From Fraidy Cat Quarterly: Volume 2
Ludland, South Dakota: 1,373 miles left
The late-model Corolla rumbled over long-neglected asphalt. Patty kept her eyes on the horizon. She’d crossed into South Dakota less than ten minutes ago. The state looked much the same as its sibling to the north. Flat plains of overgrown weeds and grass stretched out endlessly in all directions.
The town of Ludland lined both sides of the two-lane highway. A dilapidated church, some squat commercial buildings of an undetermined nature, and a handful of houses dotted the dull landscape. Patty only caught fleeting glimpses of their empty porches and darkened windows.
Still, Lundland was positively bustling compared to her former home at Bleakwater Lake. The compound had been a lone bastion of humanity in an otherwise unpopulated tract of unincorporated county land. Just Patty and the Family and Mother Mae. A little island of warmth and enlightenment in a cruel, and ignorant world. All they had was each other and that was all they needed. That was before, of course. Before Mother Mae’s revelation and the Family’s ascension. Before Patty’s sacred mission.
You’re getting woozy. Watch the road.
Patty blinked rapidly. Her eyes darted to the rearview mirror. Mother Mae was still secured in the back seat. Unmoving and bundled up in a puffy winter snow jacket, her figure was rigid and jostled stiffly as the car shuddered over yet another pothole. Patty worried that she might topple over despite being buckled in, but she stayed in place. The jacket’s hood was pulled over her eyes.

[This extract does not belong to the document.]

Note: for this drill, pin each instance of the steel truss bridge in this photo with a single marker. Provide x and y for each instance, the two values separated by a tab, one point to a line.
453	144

Mother Mae’s cavernous cheekbones appeared from below the hood’s shadow, stretching her brittle, gray, skin taut above her thin, blackened lips.
Patty couldn’t tell if Mother Mae’s desiccated mouth was frozen in an approving grin or a frown of displeasure.
Watch the road!
“Yes, Mother Mae.”
Mud Creek Gap, Wyoming: 967 miles left
Patty was surprised. She thought that Mother Mae would have started to smell by now. She was 11 hours into her holy mission, and Mother Mae had ascended a full three days before Patty strapped her earthly vessel in the Corolla’s back seat and hit the road. Aside from the faint aroma of sandalwood and cinnamon wafting from Mother Mae, the only thing Patty could smell was herself— the raunchy onion-like funk of body odor mixed with a high, sour note of sweat. It disgusted her. She wished she could stop somewhere for a quick shower or to change clothes, but Mother Mae’s final orders forbade such luxuries. There were to be no stops for any reason except to gas up or use the bathroom. Any deviation from these orders would render Patty’s holy mission moot and the Family and Mother Mae’s ascension meaningless.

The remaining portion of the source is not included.